[tex]f(x)=\tan(2x+3)[/tex]
The derivative is given by the limit
[tex]f'(x)=\displaystyle\lim_{h\to0}\frac{f(x+h)-f(x)}h[/tex]
You have
[tex]\displaystyle\lim_{h\to0}\frac{\tan(2(x+h)+3)-\tan(2x+3)}h[/tex]
[tex]\displaystyle\lim_{h\to0}\frac{\tan((2x+3)+2h)-\tan(2x+3)}h[/tex]
Use the angle sum identity for tangent. I don't remember it off the top of my head, but I do remember the ones for (co)sine.
[tex]\tan(a+b)=\dfrac{\sin(a+b)}{\cos(a+b)}=\dfrac{\sin a\cos b+\cos a\sin b}{\cos a\cos b-\sin a\sin b}=\dfrac{\tan a+\tan b}{1-\tan a\tan b}[/tex]
By this identity, you have
[tex]\tan((2x+3)+2h)=\dfrac{\tan(2x+3)+\tan2h}{1-\tan(2x+3)\tan2h}[/tex]
So in the limit you get
[tex]\displaystyle\lim_{h\to0}\frac{\dfrac{\tan(2x+3)+\tan2h}{1-\tan(2x+3)\tan2h}-\tan(2x+3)}h[/tex]
[tex]\displaystyle\lim_{h\to0}\frac{\tan(2x+3)+\tan2h-\tan(2x+3)(1-\tan(2x+3)\tan2h)}{h(1-\tan(2x+3)\tan2h)}[/tex]

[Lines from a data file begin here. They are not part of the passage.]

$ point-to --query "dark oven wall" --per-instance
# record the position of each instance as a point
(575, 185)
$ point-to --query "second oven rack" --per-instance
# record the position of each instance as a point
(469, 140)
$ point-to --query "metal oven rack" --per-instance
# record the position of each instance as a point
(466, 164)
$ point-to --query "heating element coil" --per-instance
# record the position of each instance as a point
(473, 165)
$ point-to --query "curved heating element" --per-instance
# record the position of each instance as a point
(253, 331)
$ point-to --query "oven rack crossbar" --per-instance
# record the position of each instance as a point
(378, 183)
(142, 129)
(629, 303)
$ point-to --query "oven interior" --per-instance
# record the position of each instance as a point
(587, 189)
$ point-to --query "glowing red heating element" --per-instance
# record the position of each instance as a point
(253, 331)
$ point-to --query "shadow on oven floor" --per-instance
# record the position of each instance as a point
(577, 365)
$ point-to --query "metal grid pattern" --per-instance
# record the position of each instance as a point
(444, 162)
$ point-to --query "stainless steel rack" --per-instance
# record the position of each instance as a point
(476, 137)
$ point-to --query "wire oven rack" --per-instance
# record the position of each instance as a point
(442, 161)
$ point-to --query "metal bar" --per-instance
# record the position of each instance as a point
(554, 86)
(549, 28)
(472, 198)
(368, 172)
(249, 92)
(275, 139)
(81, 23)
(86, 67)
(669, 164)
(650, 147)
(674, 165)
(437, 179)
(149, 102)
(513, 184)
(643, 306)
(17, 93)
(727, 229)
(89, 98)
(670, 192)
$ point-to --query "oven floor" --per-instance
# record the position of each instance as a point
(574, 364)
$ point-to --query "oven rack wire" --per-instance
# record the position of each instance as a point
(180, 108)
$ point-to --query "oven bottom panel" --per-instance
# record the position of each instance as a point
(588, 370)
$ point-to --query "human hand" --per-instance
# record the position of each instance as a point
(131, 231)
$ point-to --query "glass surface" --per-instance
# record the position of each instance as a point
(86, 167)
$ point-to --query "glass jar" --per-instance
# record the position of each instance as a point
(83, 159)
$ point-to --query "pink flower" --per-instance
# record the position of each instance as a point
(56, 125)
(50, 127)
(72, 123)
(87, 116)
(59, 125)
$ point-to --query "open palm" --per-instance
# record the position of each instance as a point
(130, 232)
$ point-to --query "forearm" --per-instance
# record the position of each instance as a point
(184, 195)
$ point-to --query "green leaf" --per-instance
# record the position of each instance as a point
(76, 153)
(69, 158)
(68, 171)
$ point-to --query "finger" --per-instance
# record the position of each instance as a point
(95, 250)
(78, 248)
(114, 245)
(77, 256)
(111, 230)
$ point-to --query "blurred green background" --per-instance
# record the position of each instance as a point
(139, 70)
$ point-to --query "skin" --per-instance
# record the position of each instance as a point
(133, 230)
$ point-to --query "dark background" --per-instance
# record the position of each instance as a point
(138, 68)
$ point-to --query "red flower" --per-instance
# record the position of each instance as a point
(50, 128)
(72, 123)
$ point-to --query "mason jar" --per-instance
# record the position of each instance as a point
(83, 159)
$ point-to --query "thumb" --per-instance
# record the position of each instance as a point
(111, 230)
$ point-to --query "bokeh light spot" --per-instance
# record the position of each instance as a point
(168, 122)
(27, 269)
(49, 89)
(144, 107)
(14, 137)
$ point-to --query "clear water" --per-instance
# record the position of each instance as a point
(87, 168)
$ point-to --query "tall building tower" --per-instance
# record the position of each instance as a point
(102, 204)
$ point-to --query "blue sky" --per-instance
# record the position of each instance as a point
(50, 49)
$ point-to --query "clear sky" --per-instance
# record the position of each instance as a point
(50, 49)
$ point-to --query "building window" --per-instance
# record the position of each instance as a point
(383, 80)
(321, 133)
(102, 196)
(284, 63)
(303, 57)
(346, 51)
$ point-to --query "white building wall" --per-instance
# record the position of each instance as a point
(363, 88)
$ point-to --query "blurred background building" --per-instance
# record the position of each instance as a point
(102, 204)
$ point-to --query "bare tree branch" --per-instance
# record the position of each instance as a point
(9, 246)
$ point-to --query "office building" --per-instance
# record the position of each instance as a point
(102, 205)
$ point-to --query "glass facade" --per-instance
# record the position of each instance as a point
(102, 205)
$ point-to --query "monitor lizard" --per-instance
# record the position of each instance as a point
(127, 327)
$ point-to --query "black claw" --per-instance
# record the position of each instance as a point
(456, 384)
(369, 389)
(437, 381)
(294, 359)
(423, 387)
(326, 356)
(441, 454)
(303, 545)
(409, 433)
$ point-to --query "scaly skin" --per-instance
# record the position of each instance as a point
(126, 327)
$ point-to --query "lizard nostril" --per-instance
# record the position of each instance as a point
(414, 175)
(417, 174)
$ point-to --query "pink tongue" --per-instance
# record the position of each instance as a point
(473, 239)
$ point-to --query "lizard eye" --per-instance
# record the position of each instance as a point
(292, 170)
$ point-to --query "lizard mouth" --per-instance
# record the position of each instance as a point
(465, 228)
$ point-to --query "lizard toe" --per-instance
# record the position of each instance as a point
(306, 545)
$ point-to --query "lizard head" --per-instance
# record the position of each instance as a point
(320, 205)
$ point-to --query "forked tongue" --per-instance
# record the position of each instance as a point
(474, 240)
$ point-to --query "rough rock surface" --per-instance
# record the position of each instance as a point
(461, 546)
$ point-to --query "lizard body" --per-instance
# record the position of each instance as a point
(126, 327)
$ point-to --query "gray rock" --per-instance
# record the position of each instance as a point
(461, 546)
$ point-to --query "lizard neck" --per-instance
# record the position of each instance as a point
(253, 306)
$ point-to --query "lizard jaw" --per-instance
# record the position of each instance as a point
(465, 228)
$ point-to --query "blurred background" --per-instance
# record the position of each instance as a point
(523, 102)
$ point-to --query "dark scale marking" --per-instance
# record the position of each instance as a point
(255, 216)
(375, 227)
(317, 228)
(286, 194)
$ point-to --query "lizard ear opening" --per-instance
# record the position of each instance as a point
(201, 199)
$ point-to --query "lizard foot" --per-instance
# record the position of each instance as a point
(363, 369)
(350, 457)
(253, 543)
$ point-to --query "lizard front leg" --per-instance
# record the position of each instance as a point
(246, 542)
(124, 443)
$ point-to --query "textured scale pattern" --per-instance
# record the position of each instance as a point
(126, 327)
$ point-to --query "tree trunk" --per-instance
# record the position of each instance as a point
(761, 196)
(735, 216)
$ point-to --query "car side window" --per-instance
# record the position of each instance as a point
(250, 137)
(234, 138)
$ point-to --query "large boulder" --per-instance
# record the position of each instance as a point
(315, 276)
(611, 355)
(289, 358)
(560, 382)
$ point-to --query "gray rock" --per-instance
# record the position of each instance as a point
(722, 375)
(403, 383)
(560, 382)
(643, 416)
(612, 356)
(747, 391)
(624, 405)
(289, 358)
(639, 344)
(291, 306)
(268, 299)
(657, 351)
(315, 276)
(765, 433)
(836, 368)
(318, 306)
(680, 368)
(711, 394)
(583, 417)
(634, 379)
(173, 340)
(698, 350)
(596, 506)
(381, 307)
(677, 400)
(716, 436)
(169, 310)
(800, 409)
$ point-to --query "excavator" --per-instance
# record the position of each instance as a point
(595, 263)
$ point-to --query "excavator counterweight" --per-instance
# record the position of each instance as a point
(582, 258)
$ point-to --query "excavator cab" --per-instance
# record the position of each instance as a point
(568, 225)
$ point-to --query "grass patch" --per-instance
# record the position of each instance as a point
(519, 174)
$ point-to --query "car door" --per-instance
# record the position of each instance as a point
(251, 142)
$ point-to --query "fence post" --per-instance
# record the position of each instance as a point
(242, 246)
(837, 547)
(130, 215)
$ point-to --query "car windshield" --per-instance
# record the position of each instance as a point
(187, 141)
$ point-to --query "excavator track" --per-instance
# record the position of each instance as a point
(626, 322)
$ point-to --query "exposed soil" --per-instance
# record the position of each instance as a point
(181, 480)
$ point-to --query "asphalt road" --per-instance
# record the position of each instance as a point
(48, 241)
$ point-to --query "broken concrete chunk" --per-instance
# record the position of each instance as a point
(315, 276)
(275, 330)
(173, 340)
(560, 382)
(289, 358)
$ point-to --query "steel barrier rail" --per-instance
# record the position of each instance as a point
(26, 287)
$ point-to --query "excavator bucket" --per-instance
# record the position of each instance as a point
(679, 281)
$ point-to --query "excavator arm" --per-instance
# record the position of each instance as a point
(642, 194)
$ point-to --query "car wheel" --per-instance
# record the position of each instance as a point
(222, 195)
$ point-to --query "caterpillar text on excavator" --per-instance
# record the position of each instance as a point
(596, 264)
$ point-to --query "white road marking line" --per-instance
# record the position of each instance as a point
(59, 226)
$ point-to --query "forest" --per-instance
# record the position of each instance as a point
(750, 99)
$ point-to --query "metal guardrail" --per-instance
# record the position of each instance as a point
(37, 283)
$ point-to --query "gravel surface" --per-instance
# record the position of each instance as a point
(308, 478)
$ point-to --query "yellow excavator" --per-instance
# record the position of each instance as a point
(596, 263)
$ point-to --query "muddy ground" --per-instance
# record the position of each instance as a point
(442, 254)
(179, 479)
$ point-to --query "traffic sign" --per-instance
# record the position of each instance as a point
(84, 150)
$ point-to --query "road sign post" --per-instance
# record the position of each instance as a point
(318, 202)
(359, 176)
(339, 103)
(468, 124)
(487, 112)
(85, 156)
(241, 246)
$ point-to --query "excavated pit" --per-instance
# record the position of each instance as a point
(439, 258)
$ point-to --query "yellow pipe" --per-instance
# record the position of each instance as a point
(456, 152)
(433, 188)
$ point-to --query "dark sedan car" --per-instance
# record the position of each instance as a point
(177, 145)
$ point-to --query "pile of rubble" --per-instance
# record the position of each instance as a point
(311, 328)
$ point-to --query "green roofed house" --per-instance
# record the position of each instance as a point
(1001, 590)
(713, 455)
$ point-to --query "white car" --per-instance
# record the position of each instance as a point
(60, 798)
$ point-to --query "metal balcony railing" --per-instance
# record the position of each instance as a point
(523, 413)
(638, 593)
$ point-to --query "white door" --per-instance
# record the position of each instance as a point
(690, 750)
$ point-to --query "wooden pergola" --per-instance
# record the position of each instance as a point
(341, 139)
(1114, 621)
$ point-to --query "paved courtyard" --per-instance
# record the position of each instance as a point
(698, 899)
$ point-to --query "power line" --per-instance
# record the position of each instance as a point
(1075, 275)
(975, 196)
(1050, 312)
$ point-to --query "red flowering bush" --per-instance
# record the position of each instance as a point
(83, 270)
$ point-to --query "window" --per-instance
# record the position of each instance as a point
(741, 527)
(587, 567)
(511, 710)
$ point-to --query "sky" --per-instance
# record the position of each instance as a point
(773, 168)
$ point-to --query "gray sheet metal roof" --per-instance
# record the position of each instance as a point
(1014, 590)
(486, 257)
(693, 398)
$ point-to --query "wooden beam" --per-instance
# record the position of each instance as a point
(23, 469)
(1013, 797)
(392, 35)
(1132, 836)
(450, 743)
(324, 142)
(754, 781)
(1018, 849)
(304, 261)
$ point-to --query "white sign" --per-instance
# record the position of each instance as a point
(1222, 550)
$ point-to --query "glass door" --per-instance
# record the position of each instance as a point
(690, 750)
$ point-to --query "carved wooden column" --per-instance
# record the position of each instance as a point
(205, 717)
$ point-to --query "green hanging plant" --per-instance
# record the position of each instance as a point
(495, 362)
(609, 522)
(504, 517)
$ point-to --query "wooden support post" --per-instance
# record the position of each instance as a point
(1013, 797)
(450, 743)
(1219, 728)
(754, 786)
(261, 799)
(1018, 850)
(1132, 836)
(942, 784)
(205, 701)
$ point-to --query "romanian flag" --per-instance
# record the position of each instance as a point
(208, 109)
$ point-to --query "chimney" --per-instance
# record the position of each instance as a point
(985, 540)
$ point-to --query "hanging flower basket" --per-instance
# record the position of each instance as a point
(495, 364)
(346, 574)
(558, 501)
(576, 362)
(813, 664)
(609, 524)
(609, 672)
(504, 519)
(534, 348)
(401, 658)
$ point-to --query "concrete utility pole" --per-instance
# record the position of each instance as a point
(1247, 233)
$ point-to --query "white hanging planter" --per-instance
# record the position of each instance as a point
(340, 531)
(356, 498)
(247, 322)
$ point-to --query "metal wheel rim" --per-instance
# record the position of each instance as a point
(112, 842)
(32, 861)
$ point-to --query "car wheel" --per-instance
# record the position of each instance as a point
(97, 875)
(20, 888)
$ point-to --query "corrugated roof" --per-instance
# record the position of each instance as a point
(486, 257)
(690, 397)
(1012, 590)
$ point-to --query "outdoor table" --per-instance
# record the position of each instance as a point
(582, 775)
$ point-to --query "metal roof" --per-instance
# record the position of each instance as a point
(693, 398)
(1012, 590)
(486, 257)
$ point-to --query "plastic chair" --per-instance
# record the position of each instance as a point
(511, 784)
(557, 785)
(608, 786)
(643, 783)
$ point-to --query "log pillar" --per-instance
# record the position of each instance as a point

[tex]\displaystyle\lim_{h\to0}\frac{\tan2h+\tan^2(2x+3)\tan2h}{h(1-\tan(2x+3)\tan2h)}[/tex]
[tex]\displaystyle\lim_{h\to0}\frac{\tan2h}h\times\lim_{h\to0}\frac{1+\tan^2(2x+3)}{1-\tan(2x+3)\tan2h}[/tex]
[tex]\displaystyle\frac12\lim_{h\to0}\frac1{\cos2h}\times\lim_{h\to0}\frac{\sin2h}{2h}\times\lim_{h\to0}\frac{\sec^2(2x+3)}{1-\tan(2x+3)\tan2h}[/tex]
The first two limits are both 1, and the single term in the last limit approaches 0 as [tex]h\to0[/tex], so you're left with
[tex]f'(x)=\dfrac12\sec^2(2x+3)[/tex]
which agrees with the result you get from applying the chain rule.